My three-year-old is laying on his floor crying “I am not happy”. All I have to say is, “me either, kid, me either”.
When I put him down for a nap he said “don’t leave me alone. When you go bye-bye it make my heart feel broken”. I don’t know where he learned that but I know that for years I have made mothering about making my kids happy, loved, and trying to give them everything they want. I had the intention of doing all of this because I wanted to care for them well, because I wanted them to know beyond the shadow of a doubt that they were loved. But, I wasn’t showing them love. I was making myself comfortable, I was surviving the night feedings, the newborn baby stage, the terrible-twos that move into terrible-threes. I was surviving feeling alone, being screamed at by kids, always having a bathroom companion. Everything felt difficult: sleeping, making breakfast, getting people out the door, getting people back in the door, making dinner. All the normal, everyday life situations were not simple. So I tried (and failed) to make their attitudes bearable. I made decisions and let the kids change them, I solved problems and then when my oldest had a logical reason to do it differently I allowed it. I said “no” five or six or ten times before any discipline happened because I was convinced eventually they would get it. Wouldn’t they understand by some magical age how to help me, how to play nicely, how to walk away when something made them mad?
I made loving them about giving them their needs and wants, playing with them and creating fun. I let that define if the reason I was a good mom or not. I made those things the priority for mothering well. But, it is not. It created kids who expected their own way, who when told “no” over turning off the sink or not running in the parking lot would throw themselves down screaming and yelling, hitting me as I picked them up. My attempts at loving them, at giving into them, allowing them freedom were because I wanted to feel loved back. It was as if I thought they would remember how many books I read them, how many songs I sang as I rubbed their back at night and then they would sleep longer in the morning as a thank-you. A back forth dance of I give to you, you give to me, we both help each other out. But this isn’t a friendship or a marriage. There has to be a clear authority figure.

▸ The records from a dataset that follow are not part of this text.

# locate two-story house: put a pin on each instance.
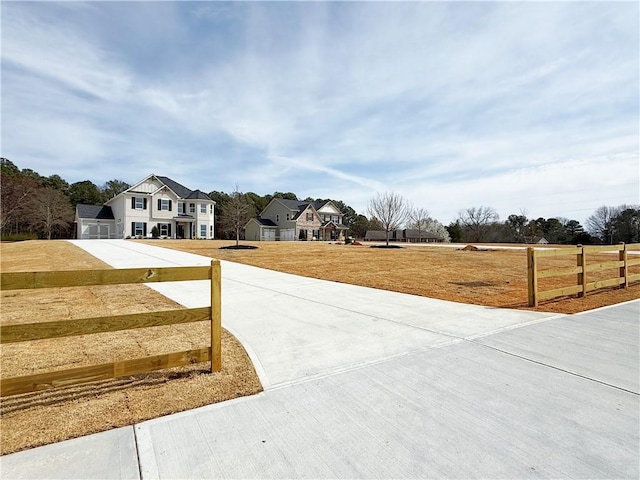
(297, 220)
(176, 212)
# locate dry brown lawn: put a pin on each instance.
(494, 278)
(31, 420)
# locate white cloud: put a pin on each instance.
(452, 104)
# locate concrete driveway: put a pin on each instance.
(363, 383)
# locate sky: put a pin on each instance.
(525, 107)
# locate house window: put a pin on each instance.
(164, 229)
(139, 229)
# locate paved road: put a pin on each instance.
(361, 383)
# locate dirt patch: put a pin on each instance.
(40, 418)
(495, 278)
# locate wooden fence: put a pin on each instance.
(84, 326)
(581, 270)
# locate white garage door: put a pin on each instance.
(287, 234)
(269, 234)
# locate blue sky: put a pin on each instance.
(520, 106)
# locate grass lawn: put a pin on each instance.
(494, 278)
(35, 419)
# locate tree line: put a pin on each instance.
(607, 225)
(34, 206)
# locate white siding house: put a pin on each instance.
(156, 201)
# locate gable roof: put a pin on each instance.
(180, 190)
(98, 212)
(198, 195)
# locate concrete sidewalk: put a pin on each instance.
(362, 383)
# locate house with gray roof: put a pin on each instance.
(406, 235)
(156, 201)
(287, 220)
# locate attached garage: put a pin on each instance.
(260, 229)
(287, 234)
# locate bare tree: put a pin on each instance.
(600, 224)
(418, 218)
(390, 209)
(236, 212)
(46, 209)
(477, 222)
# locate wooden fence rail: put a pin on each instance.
(581, 270)
(84, 326)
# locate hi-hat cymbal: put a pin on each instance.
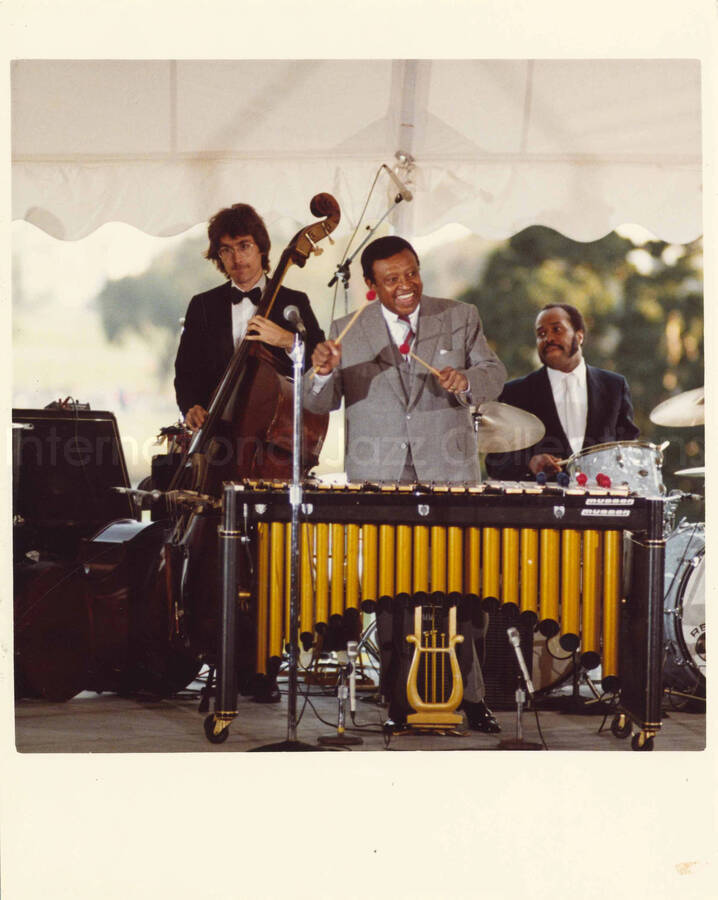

The parent is supposed to love always no matter what they receive in return. We have to love because God gave us these children and we want to show them His love. We have to love because God loves us and it changed our life. We cannot love to get affection in return for that isn’t truly love. Merriam-Webster.com defines love as “unselfish loyal concern for the good of another”. My love for them wasn’t unselfish, I deeply wanted to feel important, I wanted to be listened to, I wanted them to be less wild so I could get my task list finished! I called it love, it wasn’t. A parent is defined as a “person who brings up and cares for another, a group from which another arises and to which it usually remains subsidiary” (Merriam-Webster.com). I will never argue that I am more important than my children but at three, five and six they should be subordinate in our household. I wanted friends, I wanted a group of people to live life with and play with and go on adventures with and tackle house cleaning with. But, I was given the commanding position and I didn’t take it. I am the general who gathered around his troops and said “let’s throw out the plan and do whatever we want for now, we will figure out dinner whenever we get there”. It was a mess.
This task of leading the troops, of taking charge and holding our kids to obedience is not easy. It requires me to ask friends to leave because my children will not obey simple rules, it causes us to not get the ice cream we wanted after dinner because the kids are being disrespectful, it causes me to get little done on my to-do list and be late to an appointment because I had to discipline the child instead of ignore it. But, I think that is a more accurate picture of love. That is a life concerned about their good more than their happiness. I think that produces children who know they are loved because they were invested in, taught, disciplined. They can move forward to love others well because they were not taught selfishness or love for the purpose of getting. That is the kind of love I want to lead with!